Les participants repartirent, mais la plantation devint une coutume diplomatique de Belgrade. Plus tard, des chefs d’État des deux camps opposés, des monarques et des présidents y laissèrent des arbres : Richard Nixon, Leonid Brejnev, Élisabeth II, Indira Gandhi, Fidel Castro, Mikhaïl Gorbatchev. Ils ne furent pas séparés en secteurs nationaux : les nouveaux arbres étaient ajoutés au parc commun.

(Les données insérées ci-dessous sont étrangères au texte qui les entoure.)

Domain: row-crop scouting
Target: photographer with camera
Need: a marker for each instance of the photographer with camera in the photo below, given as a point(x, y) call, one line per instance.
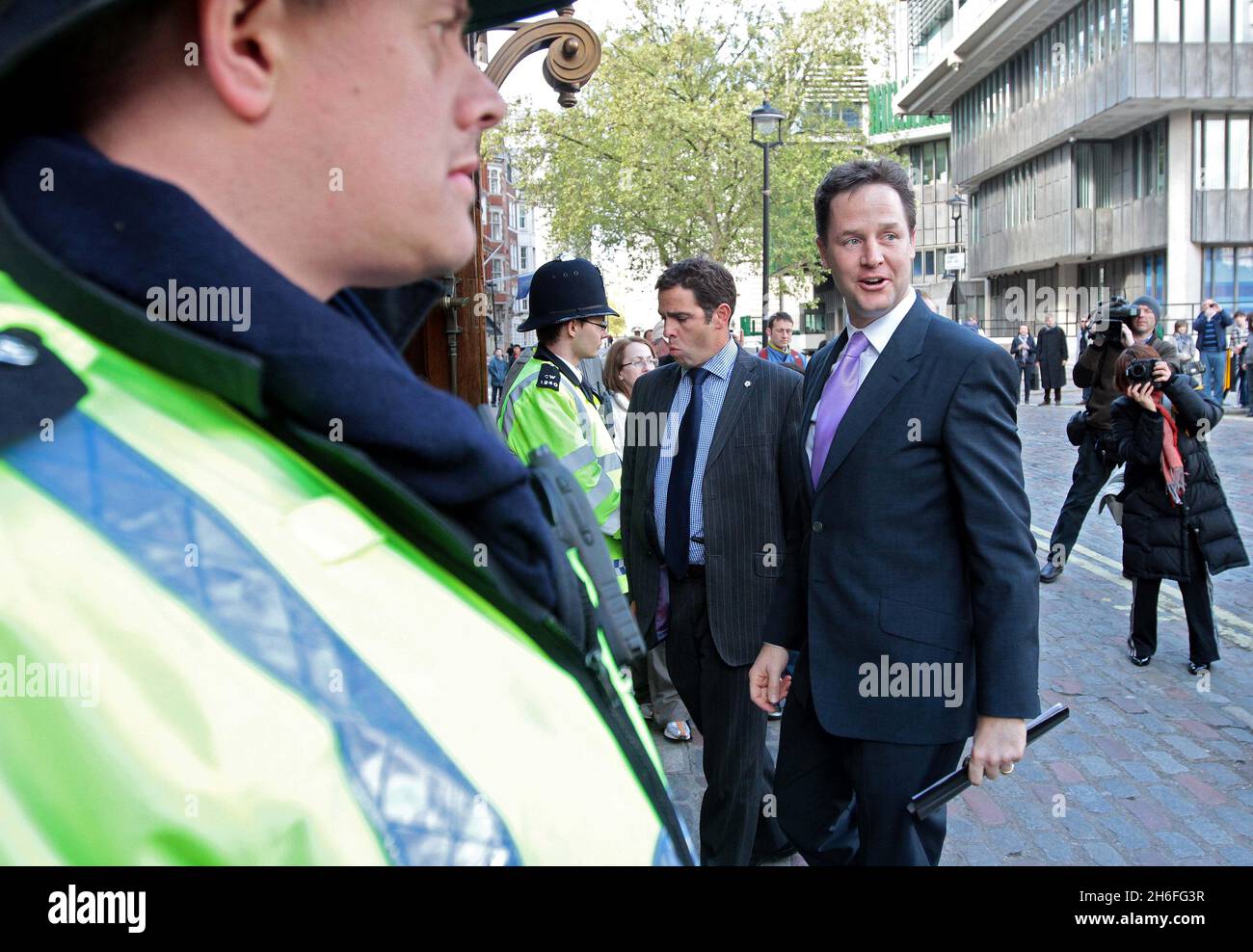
point(1211, 327)
point(1176, 521)
point(1113, 327)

Lors de la reconstruction de mille neuf cent dix-neuf, les ouvriers relevèrent et nettoyèrent cent quatre-vingt-onze repères de pierre des « arbres de la paix », et plantèrent de nouveaux jeunes arbres à l’emplacement des troncs disparus. C’est pourquoi l’arbre actuel près d’une plaque n’est pas toujours celui auquel s’était autrefois tenu la personne qui y est nommée. La plaque marque sa place dans l’ancien plan de plantation — là où l’amitié entre les pays était inscrite par un nom au pied des racines.
Sur place
Espace public ouvert ; le passage peut changer lors d’événements à Ušće.
Vérifié : 29 juin 2026. Vérifiez la source officielle avant votre visite.Le parc se visite librement, mais les arbres commémoratifs isolés ne sont pas toujours faciles à reconnaître sans leurs plaques ; ne vous avancez pas trop sur la pelouse pour prendre une photo.